How to perform accurate FixedPoint Number Calculation in C?

How to perform accurate FixedPoint Number Calculation in C ??

I use the struct in C to store the integer part and the fraction part.

I guess the function is incorrect, maybe didn't handle the overflow properly, but I don't know how to modify it.

The input is like:

3.14123412345 + 0.23
5.6324 - 6.43252
8.112 * 1.31

My outputs is:

3.000000
-1.000000
0.000000

The outputs of my program are completely wrong, the precision of the numbers is lost when stored or calculated.

Here is my code:

#include<stdio.h>
#include<string.h>
#include<math.h>
#define maxn 110000
#define uint unsigned int
#define ull unsigned long long
typedef struct {
    int intgr;
    uint frac;
}PointFixedNum;
PointFixedNum a,b,ans;
char s1[maxn],s2[maxn],op;
double num1=0.0,num2=0.0;
void init(PointFixedNum *a,double num)
{
    a->intgr=(int)num;
    a->frac=(uint)((ull)(num-a->intgr)<<32);
}
void clear()
{
    a.frac=b.frac=ans.frac=0;
    a.frac=b.frac=ans.frac=0;
    num1=0.0;
    num2=0.0;
}
void read()
{
    scanf("%1100[^ ]",s1);
    scanf(" %c",&op);
    scanf("%1100s",s2);
    sscanf(s1,"%lf",&num1);
    sscanf(s2,"%lf",&num2);
}
PointFixedNum add(PointFixedNum a,PointFixedNum b)
{
    PointFixedNum c;
    ull sum=(ull)a.frac+b.frac;
    c.frac=(uint)(sum&((1ULL<<32)-1));
    c.intgr=a.intgr+b.intgr+(int)(sum>>32);
    return c;
}
PointFixedNum sub(PointFixedNum a,PointFixedNum b)
{
    PointFixedNum c;
    ull diff=(ull)a.frac-b.frac;
    c.frac=(uint)(diff&((1ULL<<32)-1));
    c.intgr=a.intgr-b.intgr-(int)(diff>>32);
}
PointFixedNum mul(PointFixedNum a,PointFixedNum b)
{
    PointFixedNum c;
    ull pro1=(ull)a.intgr*b.intgr;
    ull pro2=(ull)a.frac*b.frac;
    ull temp=(ull)((ull)pro1<<32)+(ull)pro2;
    c.intgr=(int)(temp>>32);
    c.frac=(uint)(temp&((1ULL<<32)-1));
}
void print(PointFixedNum a)
{
    double fraction=(double)a.frac/(1ULL<<32);
    double fin=(double)a.intgr+fraction;
    printf("%lf",fin);
}
int main()
{
    read();
    init(&a,num1);
    init(&b,num2);
    if(op=='+')
    {
        ans=add(a,b);
    }
    else if(op=='-')
    {
        ans=sub(a,b);
    }
    else if(op=='*')
    {
        ans=mul(a,b);
    }
    print(ans);
    return 0;
}

Updated:

I fixed some of the bugs in my program based on comments and answers, here is the result:

Inputs

3.14123412345 + 0.23
5.6324 - 6.43252
8.112 * 1.31

Outputs

3.37123412336
-0.80012000003
10.62671999843

So far, the functions of each function have been implemented, at least there should be no logical problem.

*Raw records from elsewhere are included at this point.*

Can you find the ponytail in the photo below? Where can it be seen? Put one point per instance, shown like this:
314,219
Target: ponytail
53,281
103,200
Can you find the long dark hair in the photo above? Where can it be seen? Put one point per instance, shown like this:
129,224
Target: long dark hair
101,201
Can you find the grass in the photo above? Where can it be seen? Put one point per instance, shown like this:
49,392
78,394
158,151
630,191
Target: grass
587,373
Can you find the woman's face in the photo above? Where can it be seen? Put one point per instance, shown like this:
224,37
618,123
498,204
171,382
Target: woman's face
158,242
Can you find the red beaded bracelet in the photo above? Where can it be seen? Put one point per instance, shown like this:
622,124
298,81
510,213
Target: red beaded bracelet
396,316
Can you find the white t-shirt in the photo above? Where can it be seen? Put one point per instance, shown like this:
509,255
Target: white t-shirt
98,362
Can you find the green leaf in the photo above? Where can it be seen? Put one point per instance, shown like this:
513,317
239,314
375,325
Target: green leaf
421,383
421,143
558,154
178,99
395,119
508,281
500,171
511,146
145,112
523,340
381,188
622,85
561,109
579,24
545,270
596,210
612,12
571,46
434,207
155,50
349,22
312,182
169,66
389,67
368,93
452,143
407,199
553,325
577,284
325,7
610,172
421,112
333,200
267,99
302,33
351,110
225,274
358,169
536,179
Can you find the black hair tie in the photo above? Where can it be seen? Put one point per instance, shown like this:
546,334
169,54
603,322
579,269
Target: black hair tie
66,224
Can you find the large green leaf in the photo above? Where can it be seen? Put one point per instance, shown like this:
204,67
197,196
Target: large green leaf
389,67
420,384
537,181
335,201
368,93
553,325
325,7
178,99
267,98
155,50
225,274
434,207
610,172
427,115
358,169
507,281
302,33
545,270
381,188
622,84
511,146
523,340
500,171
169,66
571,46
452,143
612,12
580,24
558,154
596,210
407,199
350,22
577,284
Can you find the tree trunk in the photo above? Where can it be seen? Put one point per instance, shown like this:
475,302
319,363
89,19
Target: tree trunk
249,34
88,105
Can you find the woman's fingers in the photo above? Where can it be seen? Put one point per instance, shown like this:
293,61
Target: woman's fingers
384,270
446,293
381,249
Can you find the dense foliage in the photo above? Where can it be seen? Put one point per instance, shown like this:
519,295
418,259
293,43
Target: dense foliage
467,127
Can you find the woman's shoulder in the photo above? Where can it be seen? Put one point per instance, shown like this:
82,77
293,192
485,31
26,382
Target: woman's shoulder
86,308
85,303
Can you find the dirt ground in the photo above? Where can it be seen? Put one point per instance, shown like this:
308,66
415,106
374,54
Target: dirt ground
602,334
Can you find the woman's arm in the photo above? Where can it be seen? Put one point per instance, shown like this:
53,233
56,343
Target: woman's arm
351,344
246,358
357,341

The only problem now is the precision, the add function will lost the precision after ten decimal places, as well as the sub function.

How to improve precision

Is there any way to improve the precision? Or the loss of precision is inevitable after ten decimal places?

If it is inevitable, since the process of the add and sub only relates to the shortest number, is there a way to keep the changeless part in the output?

for example: 3.14123412345 + 0.23 = 3.37123412345 , the first and second digit after decimal point (3.14) are added to 0.23 , but the 123412345 remained. Is there a way to keep it in the output directly?

About multiply

When the output result has a finite number of bits, the result is quite correct, so is there a way to limit the number of bits in the outputs to the same as the actual result?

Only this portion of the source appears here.